A research note I wrote recently. For years there has been a worry about how much transaction fungibility defects are affecting user privacy. Now we can put specific numbers on it. If there is some tradeoff between requiring more transaction format strictness and some other goal, we can weigh the options with the estimated privacy benefits.
If your wallet uses the “standard” wallet2 method to create Monero transactions, this issue mostly doesn’t affect you. As far as I know, some of the wallets that use wallet2 are the GUI, CLI, Feather, Cake, Monerujo, and Stack Wallet.

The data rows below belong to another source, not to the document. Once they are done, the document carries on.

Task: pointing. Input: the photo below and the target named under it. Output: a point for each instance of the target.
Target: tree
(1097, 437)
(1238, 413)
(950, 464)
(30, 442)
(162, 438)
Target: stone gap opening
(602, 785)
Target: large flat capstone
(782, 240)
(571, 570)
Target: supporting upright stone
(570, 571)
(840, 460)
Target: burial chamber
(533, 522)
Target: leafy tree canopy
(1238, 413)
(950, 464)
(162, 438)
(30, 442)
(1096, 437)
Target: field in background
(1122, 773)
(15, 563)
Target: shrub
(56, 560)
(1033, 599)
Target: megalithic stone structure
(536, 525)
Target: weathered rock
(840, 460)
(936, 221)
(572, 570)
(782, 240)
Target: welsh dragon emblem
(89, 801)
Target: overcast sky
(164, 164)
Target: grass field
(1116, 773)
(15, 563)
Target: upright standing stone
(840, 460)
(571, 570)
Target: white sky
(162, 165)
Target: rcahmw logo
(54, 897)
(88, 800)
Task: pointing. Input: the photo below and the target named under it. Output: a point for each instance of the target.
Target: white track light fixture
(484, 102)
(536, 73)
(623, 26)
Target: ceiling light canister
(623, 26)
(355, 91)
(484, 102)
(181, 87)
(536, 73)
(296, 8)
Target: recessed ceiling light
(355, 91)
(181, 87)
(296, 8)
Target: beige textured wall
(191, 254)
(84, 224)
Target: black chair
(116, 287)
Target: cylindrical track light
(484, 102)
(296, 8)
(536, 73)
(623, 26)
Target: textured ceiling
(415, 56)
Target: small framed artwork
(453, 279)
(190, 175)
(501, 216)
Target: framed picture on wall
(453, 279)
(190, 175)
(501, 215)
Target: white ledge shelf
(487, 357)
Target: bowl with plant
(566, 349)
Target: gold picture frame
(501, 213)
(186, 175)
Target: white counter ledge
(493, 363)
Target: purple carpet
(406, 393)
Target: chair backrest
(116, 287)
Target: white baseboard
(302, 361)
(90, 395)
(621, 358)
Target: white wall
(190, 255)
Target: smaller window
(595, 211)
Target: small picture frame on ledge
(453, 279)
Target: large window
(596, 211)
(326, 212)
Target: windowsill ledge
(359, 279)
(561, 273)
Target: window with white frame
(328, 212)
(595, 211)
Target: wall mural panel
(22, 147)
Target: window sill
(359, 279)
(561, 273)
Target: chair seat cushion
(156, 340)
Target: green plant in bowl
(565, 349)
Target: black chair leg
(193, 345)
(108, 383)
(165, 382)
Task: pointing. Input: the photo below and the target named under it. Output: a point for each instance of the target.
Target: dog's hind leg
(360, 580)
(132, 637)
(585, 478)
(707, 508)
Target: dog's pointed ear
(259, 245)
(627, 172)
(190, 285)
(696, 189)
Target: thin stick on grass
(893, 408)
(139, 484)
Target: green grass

Direct link to the PDF: https://github.com/Rucknium/misc-research/blob/main/Monero-Fungibility-Defect-Classifier/pdf/classify-real-spend-with-fungibility-defects.pdf
Abstract
Many parts of Monero’s transaction format such as tx_extra contents, the fee paid to miners, and the decoy selection algorithm are not standardized by rules set by nodes nor blockchain consensus. Instead, alternative Monero wallet implementations are free to set these transaction characteristics in ways that are unique to the wallet implementation. Therefore, observers of the blockchain data can determine that a transaction was likely created by a nonstandard implementation. The distinguishing characteristics of transactions create many “anonymity puddles” instead of one “anonymity pool”. An adversary that aims to guess the real spend of a ring signature can exploit the information contained in these characteristics, referred to as “fungibility defects”.
This note defines a simple classification rule that leverages information about the fungibility defects of each ring signature’s 16 members. The classification rule is applied to the rings in all transactions that have the defect. A ring member having the defect increases the probability that it is the real spend because a user will often spend “change” outputs from transactions that were created by their own nonstandard wallet. Using basic probability concepts I develop a closed-form expression for the probability that the classifier correctly classifies a ring member as the real spend. This probability, the Positive Predictive Value (PPV) is a function of ring size, the probability that a user spends change in a ring, and the proportion of transaction outputs on the blockchain that have the defect. These three values are either defined by Monero’s protocol rules or can be accurately estimated directly from the blockchain data. For example, when these values are 16, 40%, and 5%, respectively, the probability that the classifier correctly classifies a ring member as the real spend is 31.7%, much higher than the 1/16=6.25% probability of randomly guessing between the 16 ring members.
This is very clearly written, and fascinating. Thank you for sharing
Thank you! I tried to be clear. Looks like I succeeded :) Let me know if you have any questions or comments.
A serious/critical study like this is valuable, as opposed to “easy” & “practical” write-ups (which are sometimes too simplified, even harmfully problematic: e.g. an unfounded “guide” stating that one should not use Feather on Tails).
Somewhat more trivially, one could also wonder if the freedom where a user can customize fees is a really good idea—for example a person who always selects a non-default fee (e.g. “fastest” or “slow”) might stick out.
Could you please answer a question about the motivation behind AGPL - MIT asked elsewhere?
Thanks. AGPL vs. MIT, if you mean the cuprate Rust implementation of a Monero node, I was just the messenger for that CCS fundraiser. I am not involved in the project. But there is a little intersection with the fungibility defects issue. If Monero’s main wallet code wallet2 would be AGPL (which it isn’t. It is BSD, which is similar to MIT) then the closed source multi-coin wallets that implement Monero wouldn’t be able to use it. That would increase the number of wallets producing fungibility defects because they wouldn’t use the wallet2 procedure.